# Slovak: Čo bolí, to prebolí



## mateo19

Dobrý deň,

Chcel by som vedieť, čo znamená text "čo bolí, to prebolí".  Je meno piesene.  Ako sa to povie po anglicky?  Rozumiem len "what hurts/what pains". . .

Ďakujem pekne!


----------



## winpoj

What hurts will stop hurting.


----------



## Jana337

What hurts will (implied: eventually) stop hurting.
Prebolelo to - the pain subsided.
As far as I know, "prebolet" is used only for sorrow, not for physical pain.


----------



## mateo19

Ďakujem za odpoveď!  Prajem pekný deň.


----------



## slavic_one

Jana337 said:


> As far as I know, "prebolet" is used only for sorrow, not for physical pain.



Same opinion here!


----------



## winpoj

"prebolet"? Looks like a Czechoslovak hybrid to me.


----------



## werrr

Jana337 said:


> As far as I know, "prebolet" is used only for sorrow, not for physical pain.


I agree it is more common for the sorrows, but I see no problem in using it for the physical pain.



> "prebolet"? Looks like a Czechoslovak hybrid to me.


Yep, it is "přebolet" and "prebolieť" in Czech and Slovak respectively.


----------



## slavic_one

winpoj said:


> "prebolet"? Looks like a Czechoslovak hybrid to me.



haha Jana's making new words  Slovak is prebolieť.


----------



## mateo19

LOL  Very interesting discussion!

The dictionary gives *bolesť* and *bolieť* for "to hurt".
Are they the same?  They look so similar that it confuses me.


----------



## slavic_one

mateo19 said:


> LOL  Very interesting discussion!
> 
> The dictionary gives *bolesť* and *bolieť* for "to hurt".
> Are they the same?  They look so similar that it confuses me.



_Bolesť _means _pain_ and _bolieť _means _to hurt_.
Interesting, in Croatian _bolest_ means _illnes_/_sickness_ while in Slovak it's _choroba_.


----------



## m.o.r.e.n.a

"bolesť" has physical, but psychical meaning, too..I can say "Bolí ma hlava" (I have headache)...but "čo bolí, to prebolí" is a part of lyric and I don´t think Miro Žbirka is singing about some physical ache.
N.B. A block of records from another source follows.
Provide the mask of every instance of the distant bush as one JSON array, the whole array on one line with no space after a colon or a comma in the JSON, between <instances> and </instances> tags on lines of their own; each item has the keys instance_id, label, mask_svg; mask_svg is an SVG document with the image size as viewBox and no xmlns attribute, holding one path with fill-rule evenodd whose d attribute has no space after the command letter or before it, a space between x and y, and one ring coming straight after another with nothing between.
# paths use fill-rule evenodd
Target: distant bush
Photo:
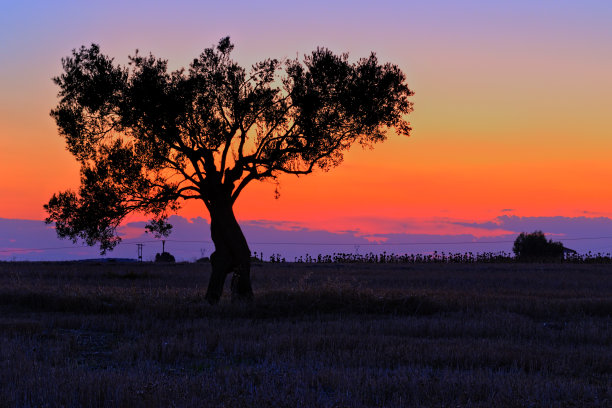
<instances>
[{"instance_id":1,"label":"distant bush","mask_svg":"<svg viewBox=\"0 0 612 408\"><path fill-rule=\"evenodd\" d=\"M155 254L155 262L176 262L174 259L174 255L170 252L162 252L161 254L158 252Z\"/></svg>"},{"instance_id":2,"label":"distant bush","mask_svg":"<svg viewBox=\"0 0 612 408\"><path fill-rule=\"evenodd\" d=\"M521 261L563 259L564 249L561 242L547 240L542 231L535 231L531 234L521 232L512 247L514 255Z\"/></svg>"}]
</instances>

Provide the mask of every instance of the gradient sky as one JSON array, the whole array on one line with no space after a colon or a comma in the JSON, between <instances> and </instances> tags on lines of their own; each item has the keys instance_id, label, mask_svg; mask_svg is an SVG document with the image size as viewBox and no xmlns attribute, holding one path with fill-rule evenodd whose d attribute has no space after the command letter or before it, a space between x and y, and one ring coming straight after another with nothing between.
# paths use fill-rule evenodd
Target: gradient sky
<instances>
[{"instance_id":1,"label":"gradient sky","mask_svg":"<svg viewBox=\"0 0 612 408\"><path fill-rule=\"evenodd\" d=\"M355 147L328 173L281 177L277 200L274 184L252 184L242 220L495 235L503 229L469 223L611 217L611 21L607 0L3 1L0 218L42 219L54 192L78 185L49 116L51 77L73 48L95 42L120 63L138 48L174 69L226 35L243 66L317 46L375 51L415 91L411 137ZM207 217L199 203L179 214Z\"/></svg>"}]
</instances>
He sing maybe about some heartache, sorrow...
I agree, that "čo bolí, to prebolí" means "what hurts, it will stop hurt" (what a optimistic phrase , but it can has so psychical as physical meaning..but this one is psychical


----------



## slavic_one

Yes, we already went in direction that it's more reasonable for psychical than physical pain as far as I know !


----------